Le général Schill présente le service national : « Ce n’est pas une première marche vers une conscription généralisée »
Le chef d’état-major de l’armée de terre, le général Pierre Schill, détaille en quoi va consister le nouveau dispositif, successeur du SNU, qui se déploiera à partir de septembre. Il a déjà reçu 2 400 candidatures pour 1 800 postes à pourvoir.
Adieu le service national universel (SNU), qui n’a jamais rencontré son public, et vive le service national ! Le changement n’est pas qu’un glissement sémantique, puisque cette formation « citoyenne », qui était sous la tutelle du ministère de l’Éducation nationale, tombe dans le giron des Armées.

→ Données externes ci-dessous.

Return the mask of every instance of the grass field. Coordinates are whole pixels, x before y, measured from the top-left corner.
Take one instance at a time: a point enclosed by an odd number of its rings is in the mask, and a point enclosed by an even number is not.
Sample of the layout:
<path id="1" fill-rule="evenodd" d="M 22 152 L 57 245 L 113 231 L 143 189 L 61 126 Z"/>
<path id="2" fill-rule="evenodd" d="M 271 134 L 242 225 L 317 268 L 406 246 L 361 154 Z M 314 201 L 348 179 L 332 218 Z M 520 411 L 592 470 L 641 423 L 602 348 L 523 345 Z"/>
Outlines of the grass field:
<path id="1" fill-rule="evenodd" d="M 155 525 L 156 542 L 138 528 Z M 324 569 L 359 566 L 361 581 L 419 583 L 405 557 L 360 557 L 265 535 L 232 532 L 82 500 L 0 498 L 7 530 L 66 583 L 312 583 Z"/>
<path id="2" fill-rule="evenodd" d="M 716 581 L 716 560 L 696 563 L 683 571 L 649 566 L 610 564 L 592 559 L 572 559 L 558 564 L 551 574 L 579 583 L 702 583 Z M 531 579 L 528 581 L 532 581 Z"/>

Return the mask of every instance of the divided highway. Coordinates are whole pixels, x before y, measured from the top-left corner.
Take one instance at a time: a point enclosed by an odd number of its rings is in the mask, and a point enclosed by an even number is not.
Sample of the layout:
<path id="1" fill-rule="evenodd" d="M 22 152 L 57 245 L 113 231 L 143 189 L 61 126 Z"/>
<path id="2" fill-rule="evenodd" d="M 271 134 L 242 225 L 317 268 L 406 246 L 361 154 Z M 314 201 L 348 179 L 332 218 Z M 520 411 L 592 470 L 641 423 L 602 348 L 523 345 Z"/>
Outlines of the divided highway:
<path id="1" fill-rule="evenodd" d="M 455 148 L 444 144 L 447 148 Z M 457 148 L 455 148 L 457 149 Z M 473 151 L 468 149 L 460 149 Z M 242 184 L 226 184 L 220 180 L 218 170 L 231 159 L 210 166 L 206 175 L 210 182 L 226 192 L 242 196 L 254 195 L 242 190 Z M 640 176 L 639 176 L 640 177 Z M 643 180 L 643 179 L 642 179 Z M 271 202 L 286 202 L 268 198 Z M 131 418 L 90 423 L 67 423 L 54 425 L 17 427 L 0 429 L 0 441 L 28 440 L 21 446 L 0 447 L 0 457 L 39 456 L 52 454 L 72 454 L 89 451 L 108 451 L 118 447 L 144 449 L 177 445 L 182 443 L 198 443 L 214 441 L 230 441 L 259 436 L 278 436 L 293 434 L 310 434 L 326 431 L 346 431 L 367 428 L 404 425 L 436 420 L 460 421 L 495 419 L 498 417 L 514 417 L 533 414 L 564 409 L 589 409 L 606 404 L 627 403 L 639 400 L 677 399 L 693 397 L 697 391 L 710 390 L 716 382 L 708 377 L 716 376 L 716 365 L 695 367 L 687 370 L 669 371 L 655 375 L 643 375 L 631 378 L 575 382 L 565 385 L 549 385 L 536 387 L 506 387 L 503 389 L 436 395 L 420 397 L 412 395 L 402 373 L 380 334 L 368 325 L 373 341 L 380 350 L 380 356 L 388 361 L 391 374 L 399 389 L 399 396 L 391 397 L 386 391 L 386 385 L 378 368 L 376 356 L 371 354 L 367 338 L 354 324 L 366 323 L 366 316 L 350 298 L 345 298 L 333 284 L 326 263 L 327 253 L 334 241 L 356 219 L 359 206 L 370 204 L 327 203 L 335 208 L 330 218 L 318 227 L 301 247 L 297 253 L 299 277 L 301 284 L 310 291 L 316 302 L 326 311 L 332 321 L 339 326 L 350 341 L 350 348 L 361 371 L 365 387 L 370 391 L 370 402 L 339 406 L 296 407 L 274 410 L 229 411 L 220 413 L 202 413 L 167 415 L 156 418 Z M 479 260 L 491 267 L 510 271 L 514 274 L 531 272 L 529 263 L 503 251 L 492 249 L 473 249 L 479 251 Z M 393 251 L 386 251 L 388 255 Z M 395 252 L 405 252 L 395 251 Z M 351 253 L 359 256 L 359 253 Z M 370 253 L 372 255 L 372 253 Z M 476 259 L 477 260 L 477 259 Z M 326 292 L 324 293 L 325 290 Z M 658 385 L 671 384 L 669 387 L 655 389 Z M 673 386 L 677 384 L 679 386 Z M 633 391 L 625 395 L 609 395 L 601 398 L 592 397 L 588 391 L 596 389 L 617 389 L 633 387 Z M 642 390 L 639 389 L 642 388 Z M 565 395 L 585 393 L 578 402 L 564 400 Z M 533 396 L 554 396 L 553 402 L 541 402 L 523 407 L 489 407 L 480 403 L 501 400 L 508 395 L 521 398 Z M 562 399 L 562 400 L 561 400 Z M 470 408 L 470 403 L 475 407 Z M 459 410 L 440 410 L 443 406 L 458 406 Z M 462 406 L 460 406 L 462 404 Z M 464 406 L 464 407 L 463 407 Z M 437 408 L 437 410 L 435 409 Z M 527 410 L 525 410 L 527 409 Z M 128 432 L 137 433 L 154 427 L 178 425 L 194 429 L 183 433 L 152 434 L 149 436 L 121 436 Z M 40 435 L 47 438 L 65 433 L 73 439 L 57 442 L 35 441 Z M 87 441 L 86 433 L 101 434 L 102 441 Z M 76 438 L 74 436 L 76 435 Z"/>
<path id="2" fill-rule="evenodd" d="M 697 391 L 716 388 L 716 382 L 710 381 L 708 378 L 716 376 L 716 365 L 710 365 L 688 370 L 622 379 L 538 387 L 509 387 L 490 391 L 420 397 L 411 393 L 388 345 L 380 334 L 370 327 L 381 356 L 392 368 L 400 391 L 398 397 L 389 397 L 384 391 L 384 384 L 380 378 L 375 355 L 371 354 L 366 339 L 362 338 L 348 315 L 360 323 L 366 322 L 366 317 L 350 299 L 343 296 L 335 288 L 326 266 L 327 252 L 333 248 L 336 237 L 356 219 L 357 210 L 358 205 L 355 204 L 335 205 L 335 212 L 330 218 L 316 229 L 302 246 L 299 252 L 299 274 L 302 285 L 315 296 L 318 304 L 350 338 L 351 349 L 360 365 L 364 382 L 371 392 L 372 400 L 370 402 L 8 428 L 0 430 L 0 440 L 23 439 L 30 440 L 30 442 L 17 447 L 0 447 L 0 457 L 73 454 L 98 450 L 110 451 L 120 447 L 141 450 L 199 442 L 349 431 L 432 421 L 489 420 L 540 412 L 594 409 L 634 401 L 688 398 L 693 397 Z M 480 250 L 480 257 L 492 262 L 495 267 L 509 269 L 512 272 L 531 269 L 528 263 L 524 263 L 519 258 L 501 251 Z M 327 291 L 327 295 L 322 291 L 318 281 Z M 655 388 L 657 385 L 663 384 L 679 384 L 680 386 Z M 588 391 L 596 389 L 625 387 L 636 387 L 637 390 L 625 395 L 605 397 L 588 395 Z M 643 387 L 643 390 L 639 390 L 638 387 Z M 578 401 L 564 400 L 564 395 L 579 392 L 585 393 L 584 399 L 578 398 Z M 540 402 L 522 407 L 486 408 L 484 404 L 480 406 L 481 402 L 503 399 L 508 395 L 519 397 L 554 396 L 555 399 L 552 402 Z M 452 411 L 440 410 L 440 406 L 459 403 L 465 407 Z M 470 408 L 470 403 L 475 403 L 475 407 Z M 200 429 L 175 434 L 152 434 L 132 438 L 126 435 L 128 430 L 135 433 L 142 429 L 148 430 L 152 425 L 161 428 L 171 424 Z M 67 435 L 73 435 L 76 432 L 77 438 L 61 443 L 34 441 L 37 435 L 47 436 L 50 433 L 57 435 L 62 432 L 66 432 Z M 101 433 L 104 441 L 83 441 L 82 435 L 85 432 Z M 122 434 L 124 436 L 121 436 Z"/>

Totalement remanié, ce dispositif prévoit d’enrôler 3 000 jeunes pendant dix mois, à partir de septembre. Articulé autour d’une formation initiale de quatre semaines, avant qu’ils rejoignent leur régiment pour neuf mois, il vise à les aguerrir à l’esprit de défense, en valorisant cette année de césure post-bac ou universitaire.
Les jeunes du service national recevront une solde de 800 euros par mois : « Nous voulons qu’ils soient des soldats comme les autres, tant qu’ils seront dans nos rangs », dit le général Schill.